Divided no more: Regional restaurants branch out across Florida
Put your ear to the table, and you can hear a Florida border crumbling — the one that used to separate east and west coast dining.
Once, chefs and restaurateurs stuck to their respective sides of the peninsula. Gulf-siders roamed up and down I-75, while Oceanics explored the I-95 corridor.
Those who tried to bridge the divide faced challenges in supervision, logistics and marketing — the west offered a quiet, laid-back tone, while the east tended toward loud and flashy.
These days, everybody’s everywhere. Gulf-coasters love tapas and $13 craft cocktails, and the east coast digs fried chicken and barbecue.
• Westward Ho
Three very-East Coast restaurants danced across the great divide to bring south Florida heat — and cool — to Tampa Bay.
» Bulla Gastrobar, the chic muy- Spanish tapas bar that began in Coral Gables, opened a location in Tampa (after Miami, Atlanta and Orlando). It found a happy crowd hungry for Basque cheese, octopus salads, paella and Bellota ham. Its rooftop lounge serves truly Spanish gin tonics, Rioja wines and a Tampa view. (Next stops: Dallas and Charlotte.)
» American Social Kitchen & Bar, the high-buzz cocktail of flash and comfort food from Fort Lauderdale’s Las Olas, has found a large waterside spot on Tampa’s Harbour Island. The menu features fried chicken BLTs with guac and jalapeno, a whiff of truffles and a parade of well-dressed “social” seekers.
» On its way from West Palm Beach is the raucous Rocco’s Tacos and Tequila Bar from Big Time Restaurant Group. Big Time has a half-dozen restaurants in the Palm Beach area and six Rocco’s from Delray Beach to Brooklyn. This year, it has its first restaurant on the west coast in Tampa’s International Plaza.
• Eastern Horizons
» Newer ventures like Tampabased Fresh Kitchen, the healthy and sassy mix-a-bowl meal chain of Ciccio Restaurant Group, have headed east. FK started on Howard Avenue, CRG’s home base, expanded into Sarasota and Orlando and now beyond. “Honestly, at first the East Coast jaunt was anxiety-causing, but our younger guard, Steve Lanza (son of founder Jimmy Lanza) and Ryan Mitchell make it look effortless from here,” says partner Jeff Gigante. The Boca location is a wow, and there’s one in Davie under construction.

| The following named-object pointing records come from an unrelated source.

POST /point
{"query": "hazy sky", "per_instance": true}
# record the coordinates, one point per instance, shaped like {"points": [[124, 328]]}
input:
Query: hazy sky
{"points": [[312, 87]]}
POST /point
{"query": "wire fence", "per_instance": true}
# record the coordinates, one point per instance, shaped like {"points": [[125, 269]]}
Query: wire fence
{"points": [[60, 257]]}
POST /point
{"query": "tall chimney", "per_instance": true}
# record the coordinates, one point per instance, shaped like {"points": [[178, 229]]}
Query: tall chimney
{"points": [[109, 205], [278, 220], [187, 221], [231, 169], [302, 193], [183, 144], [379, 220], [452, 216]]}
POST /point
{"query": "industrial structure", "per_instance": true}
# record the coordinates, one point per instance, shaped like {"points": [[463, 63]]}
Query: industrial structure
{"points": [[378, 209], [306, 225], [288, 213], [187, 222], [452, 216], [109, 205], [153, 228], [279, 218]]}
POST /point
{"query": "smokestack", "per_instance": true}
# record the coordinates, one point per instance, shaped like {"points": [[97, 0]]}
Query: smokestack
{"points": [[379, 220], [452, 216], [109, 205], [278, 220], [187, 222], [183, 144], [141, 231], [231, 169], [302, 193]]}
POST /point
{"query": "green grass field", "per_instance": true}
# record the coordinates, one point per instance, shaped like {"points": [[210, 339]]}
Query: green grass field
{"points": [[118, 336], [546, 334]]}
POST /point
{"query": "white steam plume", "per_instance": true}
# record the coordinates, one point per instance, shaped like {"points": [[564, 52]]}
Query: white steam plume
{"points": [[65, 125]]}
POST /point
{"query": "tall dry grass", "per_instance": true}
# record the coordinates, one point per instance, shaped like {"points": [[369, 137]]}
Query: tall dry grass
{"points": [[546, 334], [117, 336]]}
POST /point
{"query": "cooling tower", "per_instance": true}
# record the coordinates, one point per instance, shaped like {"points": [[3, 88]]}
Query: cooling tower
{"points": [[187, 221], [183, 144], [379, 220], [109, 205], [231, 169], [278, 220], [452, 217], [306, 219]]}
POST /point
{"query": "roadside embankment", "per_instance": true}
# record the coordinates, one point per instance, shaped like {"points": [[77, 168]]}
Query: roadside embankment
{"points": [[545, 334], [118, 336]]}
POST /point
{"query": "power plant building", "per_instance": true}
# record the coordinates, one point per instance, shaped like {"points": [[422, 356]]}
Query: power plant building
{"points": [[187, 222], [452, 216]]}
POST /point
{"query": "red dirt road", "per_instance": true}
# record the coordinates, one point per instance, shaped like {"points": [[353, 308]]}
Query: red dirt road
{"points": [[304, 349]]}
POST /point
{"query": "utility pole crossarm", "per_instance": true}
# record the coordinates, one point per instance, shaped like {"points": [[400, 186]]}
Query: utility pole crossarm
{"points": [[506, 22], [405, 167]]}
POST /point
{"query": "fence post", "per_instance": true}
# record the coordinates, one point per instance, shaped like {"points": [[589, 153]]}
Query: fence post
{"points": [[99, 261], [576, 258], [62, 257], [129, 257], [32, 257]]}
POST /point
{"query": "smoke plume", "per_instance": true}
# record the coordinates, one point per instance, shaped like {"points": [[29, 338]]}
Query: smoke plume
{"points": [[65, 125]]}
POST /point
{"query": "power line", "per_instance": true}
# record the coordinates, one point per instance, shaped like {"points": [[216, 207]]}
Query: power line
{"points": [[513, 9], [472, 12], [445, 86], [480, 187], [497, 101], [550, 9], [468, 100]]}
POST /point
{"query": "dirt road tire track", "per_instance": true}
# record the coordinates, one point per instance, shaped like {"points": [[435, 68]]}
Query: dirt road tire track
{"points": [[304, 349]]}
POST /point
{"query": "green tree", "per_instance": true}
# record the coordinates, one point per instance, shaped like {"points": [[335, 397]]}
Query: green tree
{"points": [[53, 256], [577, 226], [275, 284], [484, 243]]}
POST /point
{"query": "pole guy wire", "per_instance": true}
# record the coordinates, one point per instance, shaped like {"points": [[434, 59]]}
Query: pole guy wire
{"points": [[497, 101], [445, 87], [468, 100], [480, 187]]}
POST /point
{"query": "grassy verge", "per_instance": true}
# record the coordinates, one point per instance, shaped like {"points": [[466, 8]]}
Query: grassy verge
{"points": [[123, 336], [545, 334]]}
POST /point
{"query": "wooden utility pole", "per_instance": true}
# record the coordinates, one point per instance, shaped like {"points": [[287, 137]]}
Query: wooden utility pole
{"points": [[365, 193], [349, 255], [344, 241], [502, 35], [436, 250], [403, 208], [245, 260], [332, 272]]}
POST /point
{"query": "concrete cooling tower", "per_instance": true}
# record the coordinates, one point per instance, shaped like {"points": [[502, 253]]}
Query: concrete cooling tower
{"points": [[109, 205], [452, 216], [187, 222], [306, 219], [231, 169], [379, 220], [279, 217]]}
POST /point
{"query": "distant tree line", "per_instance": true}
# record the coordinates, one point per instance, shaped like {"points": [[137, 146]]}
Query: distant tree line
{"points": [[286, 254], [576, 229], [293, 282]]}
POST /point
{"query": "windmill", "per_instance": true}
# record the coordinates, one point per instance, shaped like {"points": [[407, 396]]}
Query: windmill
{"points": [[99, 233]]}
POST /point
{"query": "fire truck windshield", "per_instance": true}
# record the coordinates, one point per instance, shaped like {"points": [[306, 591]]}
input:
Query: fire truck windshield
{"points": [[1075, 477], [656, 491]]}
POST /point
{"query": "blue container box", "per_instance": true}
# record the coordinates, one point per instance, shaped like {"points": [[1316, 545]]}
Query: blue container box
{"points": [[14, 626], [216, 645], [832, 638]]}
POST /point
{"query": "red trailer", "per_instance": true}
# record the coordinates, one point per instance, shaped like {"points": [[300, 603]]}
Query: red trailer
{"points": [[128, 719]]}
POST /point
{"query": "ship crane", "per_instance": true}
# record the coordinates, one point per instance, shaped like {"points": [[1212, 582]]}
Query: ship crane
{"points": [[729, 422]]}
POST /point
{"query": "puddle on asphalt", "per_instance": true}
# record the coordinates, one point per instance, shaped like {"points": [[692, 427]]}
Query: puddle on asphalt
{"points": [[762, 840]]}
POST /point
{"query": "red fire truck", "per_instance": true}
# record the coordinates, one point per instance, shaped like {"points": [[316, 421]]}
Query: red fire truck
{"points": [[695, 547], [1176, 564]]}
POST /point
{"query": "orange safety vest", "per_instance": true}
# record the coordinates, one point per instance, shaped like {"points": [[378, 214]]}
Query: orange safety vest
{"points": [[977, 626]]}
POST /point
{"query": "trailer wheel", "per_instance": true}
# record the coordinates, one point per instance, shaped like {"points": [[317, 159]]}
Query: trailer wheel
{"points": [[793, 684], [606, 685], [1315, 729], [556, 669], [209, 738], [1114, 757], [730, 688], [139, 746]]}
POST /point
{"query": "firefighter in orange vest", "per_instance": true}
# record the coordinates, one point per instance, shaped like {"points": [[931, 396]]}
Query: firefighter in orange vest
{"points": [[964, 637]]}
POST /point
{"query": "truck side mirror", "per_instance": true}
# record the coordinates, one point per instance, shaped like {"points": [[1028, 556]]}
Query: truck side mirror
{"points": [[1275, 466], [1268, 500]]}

» In less than 10 years, Bob Basham and Nick Reader used Outback smarts to turn chicken tenders and nuggets into an empire from North Carolina to Texas. Of 33 Florida PDQs, seven are on the East Coast.
» Likewise, Beef ‘O’ Brady’s, the family-friendly sports bar invented in Brandon more than 30 years ago, has more than 100 locations in the state, including five on the east coast.
» Truluck’s, the upscale seafood and steak house from Austin, Texas, started Florida operations in Naples, where it acquired a stone crab fishery. Truluck’s moved straight across Alligator Alley to Boca, Lauderdale and most recently Brickell in Miami.
• Top Down
» The longest migration so far by a central or north Florida restaurateur has been by the clever crew behind Gainesville’s little Dragonfly sushi bar, who made stunning conquests in Orlando and most recently Doral.
» Winter Park’s 4 Rivers Smokehouse has grown to 14 locations and finally opened in south Florida at Coral Springs in 2016.
» The noodles, skewers and bao buns of Hawkers Asian Street Fare, created on a Bohemian stretch of Orlando’s Bohemian Mills 50, now draw lines in Jacksonville’s Five Points, Neptune Beach and St. Petersburg’s Edge District.
» In five years, the Maple Street Biscuit Co. has opened 17 locations from Jacksonville to Tallahassee and Gainesville but none farther south than Oviedo. Instead, they have opened six in Georgia, South Carolina and Tennessee.
» The biggest reach, however, is Firehouse Subs, started by Jacksonville smoke-eaters 20 years ago. Outlets now blanket both coasts and the Panhandle as part of a nationwide total of 1,050 locations.